Tuesday, April 1, 2014

The Making of Our Blended and Wonderfully Happy Family

Since I haven't really told my story, I thought I would share it.  I hope you enjoy reading it as much I enjoyed writing about it. :)

My journey started 4 years ago when I left my husband of almost 10 years as we just weren't working anymore.  We tried counselling and all the things married couples try but I couldn't stay even for the children. We had grown apart and we wanted different things.  I think overall our breakup was amicable.  We've had a few horrible moments over the past 4 years but we've acted like the adults we are and gotten through it.  

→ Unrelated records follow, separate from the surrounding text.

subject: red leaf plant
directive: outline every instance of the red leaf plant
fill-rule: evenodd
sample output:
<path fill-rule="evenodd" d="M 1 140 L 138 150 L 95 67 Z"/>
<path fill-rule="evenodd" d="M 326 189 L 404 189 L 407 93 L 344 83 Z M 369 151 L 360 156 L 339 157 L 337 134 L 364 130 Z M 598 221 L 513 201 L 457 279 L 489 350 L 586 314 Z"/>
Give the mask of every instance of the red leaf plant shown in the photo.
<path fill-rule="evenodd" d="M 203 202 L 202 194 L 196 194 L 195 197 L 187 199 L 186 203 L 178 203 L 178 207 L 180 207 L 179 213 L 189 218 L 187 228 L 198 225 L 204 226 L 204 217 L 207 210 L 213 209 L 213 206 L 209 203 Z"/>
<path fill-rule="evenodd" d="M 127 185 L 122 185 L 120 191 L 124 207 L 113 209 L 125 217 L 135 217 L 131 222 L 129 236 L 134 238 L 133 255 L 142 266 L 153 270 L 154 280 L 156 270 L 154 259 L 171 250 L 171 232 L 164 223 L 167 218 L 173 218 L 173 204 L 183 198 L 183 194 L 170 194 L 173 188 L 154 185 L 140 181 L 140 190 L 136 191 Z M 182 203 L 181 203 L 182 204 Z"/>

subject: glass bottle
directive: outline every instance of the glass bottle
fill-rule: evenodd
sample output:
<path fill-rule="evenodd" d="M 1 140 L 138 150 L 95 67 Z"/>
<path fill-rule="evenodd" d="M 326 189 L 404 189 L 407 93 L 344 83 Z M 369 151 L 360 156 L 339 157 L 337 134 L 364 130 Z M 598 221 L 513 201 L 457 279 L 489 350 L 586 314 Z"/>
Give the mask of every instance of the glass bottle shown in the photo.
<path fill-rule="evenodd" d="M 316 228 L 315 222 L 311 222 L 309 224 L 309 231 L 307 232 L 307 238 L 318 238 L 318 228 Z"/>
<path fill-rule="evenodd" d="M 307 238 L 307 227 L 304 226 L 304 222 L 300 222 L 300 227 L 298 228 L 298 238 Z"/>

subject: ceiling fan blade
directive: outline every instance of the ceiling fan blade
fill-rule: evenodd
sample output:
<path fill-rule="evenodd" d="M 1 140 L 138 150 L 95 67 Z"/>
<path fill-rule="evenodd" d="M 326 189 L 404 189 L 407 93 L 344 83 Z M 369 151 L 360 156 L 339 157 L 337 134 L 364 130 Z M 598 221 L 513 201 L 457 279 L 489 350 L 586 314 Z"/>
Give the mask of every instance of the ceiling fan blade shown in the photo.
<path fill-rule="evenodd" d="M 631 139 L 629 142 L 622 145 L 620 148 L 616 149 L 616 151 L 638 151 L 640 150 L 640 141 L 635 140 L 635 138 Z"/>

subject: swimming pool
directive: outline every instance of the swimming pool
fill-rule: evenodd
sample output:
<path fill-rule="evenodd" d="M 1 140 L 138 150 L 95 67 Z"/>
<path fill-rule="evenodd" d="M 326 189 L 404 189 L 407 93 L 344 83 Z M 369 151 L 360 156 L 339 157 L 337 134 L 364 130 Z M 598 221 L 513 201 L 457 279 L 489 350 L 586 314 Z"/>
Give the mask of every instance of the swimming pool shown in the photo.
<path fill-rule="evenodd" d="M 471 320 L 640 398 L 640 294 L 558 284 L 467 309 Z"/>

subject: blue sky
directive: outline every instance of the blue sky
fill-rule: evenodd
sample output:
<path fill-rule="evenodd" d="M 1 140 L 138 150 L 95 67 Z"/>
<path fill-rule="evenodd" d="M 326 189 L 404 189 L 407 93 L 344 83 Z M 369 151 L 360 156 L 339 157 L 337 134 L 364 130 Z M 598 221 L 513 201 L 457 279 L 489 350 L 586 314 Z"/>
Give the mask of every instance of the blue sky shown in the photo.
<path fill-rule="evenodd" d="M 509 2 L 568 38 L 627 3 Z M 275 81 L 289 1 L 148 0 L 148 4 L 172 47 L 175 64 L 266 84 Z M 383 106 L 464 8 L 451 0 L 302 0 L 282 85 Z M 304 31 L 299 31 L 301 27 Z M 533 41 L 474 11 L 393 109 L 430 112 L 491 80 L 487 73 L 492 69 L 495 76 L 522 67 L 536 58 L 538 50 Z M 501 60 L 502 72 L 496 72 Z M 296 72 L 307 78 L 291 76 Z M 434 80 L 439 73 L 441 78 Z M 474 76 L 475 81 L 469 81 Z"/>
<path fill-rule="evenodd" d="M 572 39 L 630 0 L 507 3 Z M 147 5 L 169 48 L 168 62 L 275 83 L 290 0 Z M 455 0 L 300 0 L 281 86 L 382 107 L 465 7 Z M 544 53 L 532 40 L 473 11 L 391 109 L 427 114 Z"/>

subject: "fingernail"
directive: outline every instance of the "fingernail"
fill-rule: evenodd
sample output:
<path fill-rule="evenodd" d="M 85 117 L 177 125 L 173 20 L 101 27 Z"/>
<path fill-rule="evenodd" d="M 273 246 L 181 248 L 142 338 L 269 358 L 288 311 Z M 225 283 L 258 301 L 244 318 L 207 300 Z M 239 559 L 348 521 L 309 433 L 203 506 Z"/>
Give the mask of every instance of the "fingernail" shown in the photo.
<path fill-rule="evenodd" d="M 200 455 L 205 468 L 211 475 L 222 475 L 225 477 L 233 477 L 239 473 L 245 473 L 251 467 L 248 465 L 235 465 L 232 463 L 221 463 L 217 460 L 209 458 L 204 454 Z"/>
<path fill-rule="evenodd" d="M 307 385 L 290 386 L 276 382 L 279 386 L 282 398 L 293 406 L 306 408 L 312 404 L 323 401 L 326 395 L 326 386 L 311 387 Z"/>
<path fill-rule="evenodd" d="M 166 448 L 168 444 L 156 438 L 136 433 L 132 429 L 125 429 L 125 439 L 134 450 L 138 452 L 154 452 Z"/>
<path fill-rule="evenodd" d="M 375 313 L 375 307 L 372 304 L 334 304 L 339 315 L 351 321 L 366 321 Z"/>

I had honestly dropped out of the marriage prior to our separation but in all honesty so had he. Although he will never admit that he did, not being there for me and the kids on any level other than "providing" for us pretty much left me alone.  I was tired of all the fighting and our kids were only 7, 4 and 2.  I had to make a choice for me and the kids.  Although I don't think that separation and divorce are for everyone, it was for me.  I was unhappy, unloved and taken for granted.  He also in the last 6 years of our relationship created a relationship with God that I chose not to partake in and that caused a lot of problems.  His OCD made life with him difficult since everything he did (including God) was all or nothing.  I struggled for some time coming to the decision as I was going to be on my own with 3 kids and I hadn't worked in almost 8 years. I was strong though and I knew it would be hard but I would do it.


During the last 6 or so months of my relationship I found a little bit of solace and friendship with people I met online.  They were great listeners and I could be me with them and not worry about judgement or criticism.  I was playing an online bingo app on my Iphone with lots of different people around the world.  They were so funny and great to talk with while we played.  This is where I met my now husband.  He lived in England and he would play bingo all the time with us. There was a little group of us that used to all play.  Most of which I still have contact with to this day.

After a few months of chatting online we all started using skype to stay in contact with one another. A few of them are in the USA and a few were overseas in the UK.  I had my first skype conversation with my hubby in December of 2010.  This led to many more conversations on skype and our friendship grew.  He decided to come and visit me in March and was planning a week here with me.  He had spoken to my kids on skype a few times but I decided that I wasn't ready for them to meet him before I got the chance to.  They went to visit their aunt for the week (it was March Break here) and I stayed to spend time with him.  We did all of the touristy stuff that Toronto has to offer.  He took me to the CN tower for dinner (it was my first time too), we spent a night in Niagara Falls and took my parents out to dinner at Stage West.  To be honest he really did all of the things that had been missing in my previous relationship.  We had an amazing week and two days before he was to fly back to the UK, we picked my kids up together as I had decided that it was okay for them to meet him.


The next time we would be together was July.  I flew over to the UK to spend 20 days there with him.  We drove from London to France and then to Spain so I could meet his parents.  We had an amazing trip (it was my first trip on a plane anywhere) and now looking back we laugh that we had the honeymoon before the wedding.  We flew back to Toronto together and he has been here with us ever since.  We got married on September 15, 2012 after only 18 months together and I am so incredibly happy.  He is the most amazing guy anyone could ask for.  My kids love him to pieces (you just have to look at the handmade happy step-fatters day t-shirt they made him) and we all get along wonderfully.  


Don't get me wrong there are a lot of things that we have to deal with that some families who are not blended have to deal with.  Sometimes discipline is an issue for us as all 4 kids are mine but he is helping me raise 3 that aren't his.  We communicate really well most of the time but we still have issues like any other regular family.  Also having to deal with my ex and some of his "issues" can become tiresome and cause problems as well.


Overall, my kids are happy, healthy and enjoy having two men in their lives that love them more than anything on the planet.  Although the new baby is technically their half-sibling we have never stated it that way, nor will we.  As far as we are all concerned, they are brothers and sister and that's it.  They absolutely adore their new baby brother and because they are older, they love helping with him.  We love them all the same no matter what and at the end of the day, that's all that really matters.